Le vin apporté au cours du repas :
"Ba lahem yayin betokh hamazon - kol ehad ve'ehad mevarekh le'atsmo" - lorsque le vin est apporté au milieu du repas, l'un n'acquitte pas son compagnon, mais chacun bénit pour lui-même. Il convient de savoir que si une personne n'a pas bu de vin auparavant, et que le vin est apporté au milieu du repas, elle doit réciter "Boré peri hagafen", et le pain ne la dispense pas de cette bénédiction. Et pourtant, dans ces circonstances, chacun récite sa bénédiction lui-même.
La Guemara explique la raison : "Ein beit habli'a panouy" - le conduit de déglutition de la personne, l'endroit par lequel elle avale, n'est pas libre. Deux explications ont été données quant au sens de ces mots :
Rachi : les convives sont occupés à manger, et leur esprit n'est pas disponible pour écouter la bénédiction.

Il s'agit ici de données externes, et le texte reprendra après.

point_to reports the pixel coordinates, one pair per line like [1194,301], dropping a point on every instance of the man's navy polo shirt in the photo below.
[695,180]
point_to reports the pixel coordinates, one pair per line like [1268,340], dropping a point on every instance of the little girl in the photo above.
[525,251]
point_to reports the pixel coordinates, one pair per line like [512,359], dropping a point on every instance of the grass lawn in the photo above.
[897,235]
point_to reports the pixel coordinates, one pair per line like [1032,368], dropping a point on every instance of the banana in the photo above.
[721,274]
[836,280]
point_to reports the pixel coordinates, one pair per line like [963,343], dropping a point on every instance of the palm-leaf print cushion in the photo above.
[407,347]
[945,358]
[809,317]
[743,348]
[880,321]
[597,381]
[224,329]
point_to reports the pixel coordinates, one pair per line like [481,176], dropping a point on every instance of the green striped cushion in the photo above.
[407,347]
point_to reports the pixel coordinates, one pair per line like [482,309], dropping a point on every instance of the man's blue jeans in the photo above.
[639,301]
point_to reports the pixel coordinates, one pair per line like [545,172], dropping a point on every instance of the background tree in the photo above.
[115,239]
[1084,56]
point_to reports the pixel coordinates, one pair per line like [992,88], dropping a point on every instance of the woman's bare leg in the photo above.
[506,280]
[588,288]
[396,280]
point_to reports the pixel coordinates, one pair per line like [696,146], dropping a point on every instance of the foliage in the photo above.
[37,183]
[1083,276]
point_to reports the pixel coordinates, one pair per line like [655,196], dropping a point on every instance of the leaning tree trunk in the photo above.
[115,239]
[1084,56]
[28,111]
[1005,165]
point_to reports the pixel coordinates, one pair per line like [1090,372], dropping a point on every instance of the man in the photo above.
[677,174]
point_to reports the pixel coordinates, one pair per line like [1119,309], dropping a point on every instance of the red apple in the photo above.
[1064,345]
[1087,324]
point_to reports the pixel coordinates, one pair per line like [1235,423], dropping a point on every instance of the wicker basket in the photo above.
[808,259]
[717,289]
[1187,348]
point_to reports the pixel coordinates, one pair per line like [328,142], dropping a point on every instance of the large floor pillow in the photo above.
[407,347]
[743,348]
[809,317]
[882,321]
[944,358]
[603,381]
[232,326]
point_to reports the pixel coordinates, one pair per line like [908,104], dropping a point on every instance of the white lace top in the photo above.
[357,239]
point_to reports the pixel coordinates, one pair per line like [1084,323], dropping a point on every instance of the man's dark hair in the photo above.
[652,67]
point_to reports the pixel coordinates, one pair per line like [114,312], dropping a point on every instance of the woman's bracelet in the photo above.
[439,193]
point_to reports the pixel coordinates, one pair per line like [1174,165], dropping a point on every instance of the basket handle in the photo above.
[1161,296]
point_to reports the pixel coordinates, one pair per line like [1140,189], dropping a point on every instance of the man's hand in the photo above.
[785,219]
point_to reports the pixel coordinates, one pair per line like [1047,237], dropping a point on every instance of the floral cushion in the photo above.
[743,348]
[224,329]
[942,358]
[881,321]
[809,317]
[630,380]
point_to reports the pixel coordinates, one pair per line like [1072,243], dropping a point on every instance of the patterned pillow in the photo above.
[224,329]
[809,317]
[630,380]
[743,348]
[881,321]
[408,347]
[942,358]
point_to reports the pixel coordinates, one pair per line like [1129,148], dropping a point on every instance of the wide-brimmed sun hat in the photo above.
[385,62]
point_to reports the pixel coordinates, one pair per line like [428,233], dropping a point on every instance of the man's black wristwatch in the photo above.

Certains commentateurs : puisque la personne est en train d'avaler, elle ne peut pas répondre Amen ; et si elle répond, il y a même là un danger, car elle risque de s'étouffer.
Pour cette raison, il a été établi que chacun récite sa bénédiction lui-même.

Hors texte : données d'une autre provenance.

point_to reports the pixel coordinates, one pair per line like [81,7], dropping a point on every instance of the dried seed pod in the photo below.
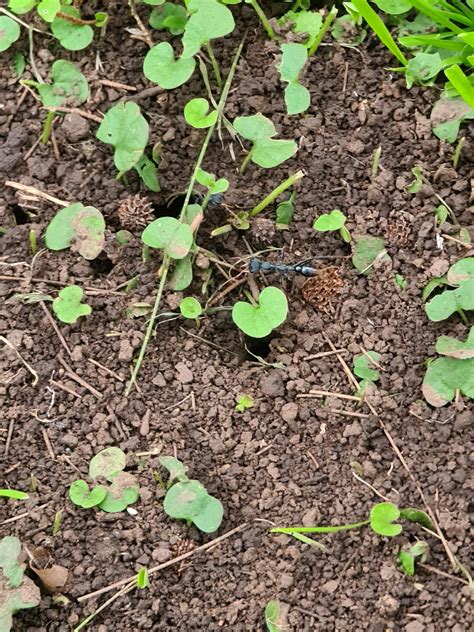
[135,213]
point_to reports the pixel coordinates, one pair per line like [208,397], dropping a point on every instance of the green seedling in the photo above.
[451,374]
[9,32]
[461,299]
[169,16]
[258,320]
[187,499]
[243,403]
[418,552]
[190,308]
[79,227]
[266,151]
[122,491]
[17,590]
[68,87]
[68,307]
[196,113]
[335,220]
[142,578]
[293,60]
[126,129]
[366,251]
[15,494]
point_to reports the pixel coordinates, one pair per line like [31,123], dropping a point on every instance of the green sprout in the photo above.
[293,60]
[68,87]
[258,320]
[244,402]
[335,220]
[79,227]
[68,307]
[187,499]
[18,591]
[266,151]
[9,32]
[122,491]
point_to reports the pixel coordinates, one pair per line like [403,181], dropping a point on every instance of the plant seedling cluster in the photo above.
[123,489]
[187,499]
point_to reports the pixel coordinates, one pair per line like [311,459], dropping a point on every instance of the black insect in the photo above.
[256,265]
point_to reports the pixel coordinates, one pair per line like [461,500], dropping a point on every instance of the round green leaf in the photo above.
[382,517]
[68,307]
[80,494]
[161,67]
[126,129]
[334,220]
[190,307]
[170,235]
[196,113]
[9,32]
[72,36]
[107,463]
[259,321]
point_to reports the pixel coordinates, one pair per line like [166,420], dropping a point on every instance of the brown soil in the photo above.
[289,459]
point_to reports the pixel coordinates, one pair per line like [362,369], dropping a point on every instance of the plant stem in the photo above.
[331,16]
[166,259]
[340,527]
[215,65]
[263,19]
[47,127]
[271,197]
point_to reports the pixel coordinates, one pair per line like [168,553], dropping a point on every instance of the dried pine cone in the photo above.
[135,213]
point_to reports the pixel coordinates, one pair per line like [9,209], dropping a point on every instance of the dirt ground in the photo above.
[289,459]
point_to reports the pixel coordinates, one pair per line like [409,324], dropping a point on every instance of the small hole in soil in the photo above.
[21,216]
[257,346]
[102,265]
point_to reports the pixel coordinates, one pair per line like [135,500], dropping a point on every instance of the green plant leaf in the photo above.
[444,376]
[9,32]
[126,129]
[334,220]
[363,367]
[161,67]
[69,87]
[258,321]
[190,307]
[72,36]
[68,307]
[169,234]
[382,518]
[176,469]
[82,496]
[123,491]
[190,501]
[196,113]
[447,346]
[208,20]
[172,17]
[366,250]
[107,463]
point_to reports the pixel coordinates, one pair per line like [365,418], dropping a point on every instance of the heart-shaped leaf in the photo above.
[68,307]
[382,518]
[81,495]
[190,501]
[126,129]
[196,113]
[161,67]
[259,320]
[169,234]
[107,463]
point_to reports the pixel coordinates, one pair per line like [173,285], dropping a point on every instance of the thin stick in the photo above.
[167,564]
[56,328]
[34,191]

Le vin apporté après le repas et la bénédiction sur le parfum :
"Lahar hamazon - ehad mevarekh lekoulam" - si le vin est apporté après le repas, avant le Birkat Hamazon, une seule personne peut déjà bénir et acquitter tout le monde.

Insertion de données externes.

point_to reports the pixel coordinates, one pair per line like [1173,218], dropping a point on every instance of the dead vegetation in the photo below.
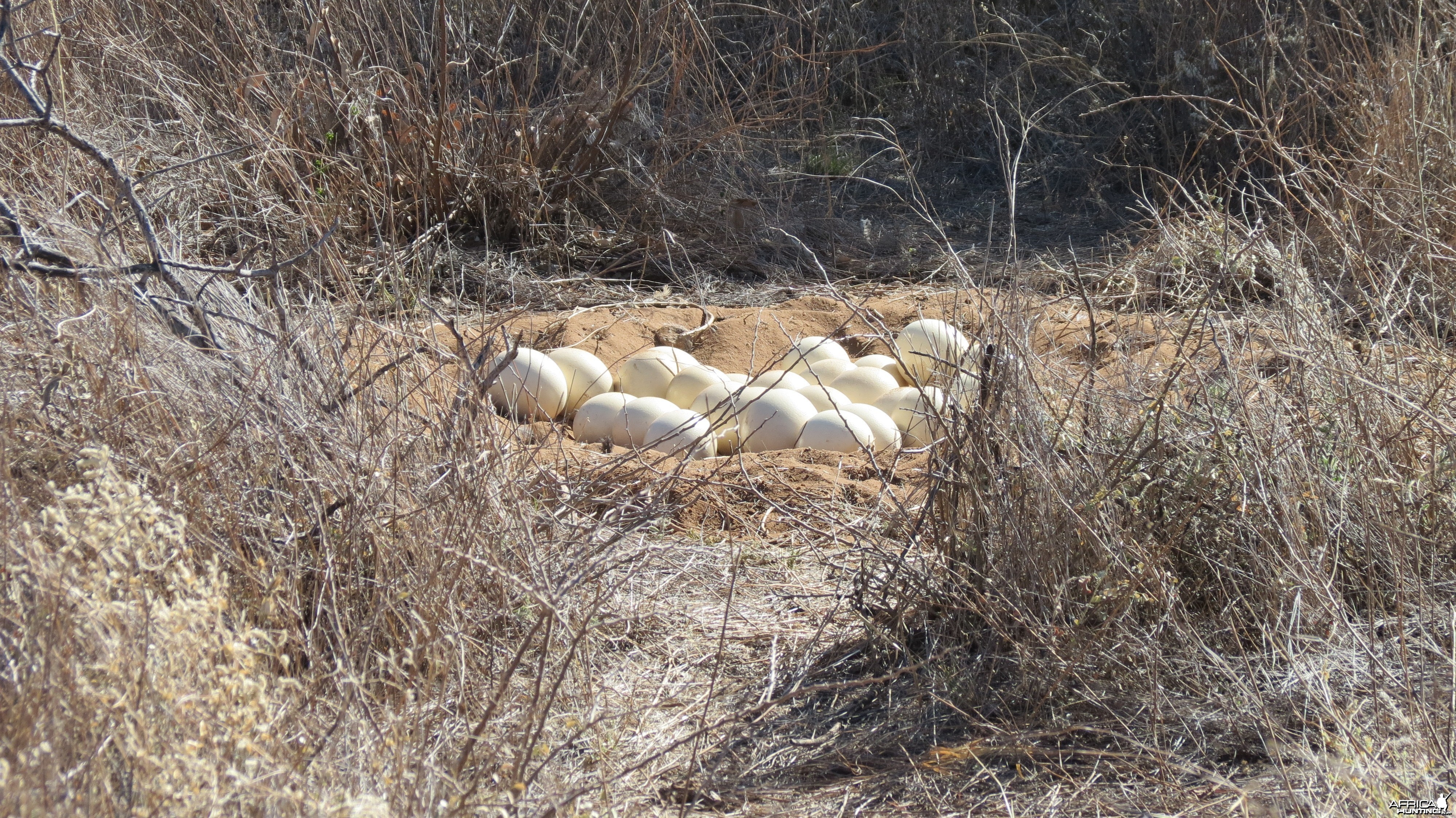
[269,552]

"Vehou omer al hamougmar, af al pi che'ein mevi'in et hamougmar ela lahar hase'oudah" - de plus, il convient d'honorer celui qui bénit sur le vin également par la bénédiction sur les parfums. Il était d'usage d'apporter des parfums ou de l'encens à la fin du repas, et une seule personne bénit et acquitte les autres. La coutume est que la personne qui a béni sur le vin apporté après le repas soit aussi celle qui bénit sur le parfum. Et bien que le parfum ne fût apporté qu'après le Birkat Hamazon, de sorte qu'en réalité il n'est plus lié au repas lui-même, c'est néanmoins cette même personne qui a béni sur le vin à la fin du repas qui bénit sur le parfum et en acquitte ainsi les autres.
En résumé : dans cette michna, nous avons appris quatre situations : s'asseoir pour manger sans être accoudés - où il n'y a pas de repas établi, et chacun bénit pour lui-même ; être accoudés - où il y a un repas établi, et l'un bénit pour tous ; le vin apporté au cours du repas - où chacun bénit pour lui-même, parce que "le conduit de déglutition n'est pas libre", soit parce que leur esprit n'est pas disponible pour la bénédiction, soit parce qu'on ne peut pas répondre Amen ; et le vin apporté après le repas - où l'un bénit pour tous, et c'est aussi lui qui bénit sur le parfum, bien que le parfum soit apporté après le Birkat Hamazon.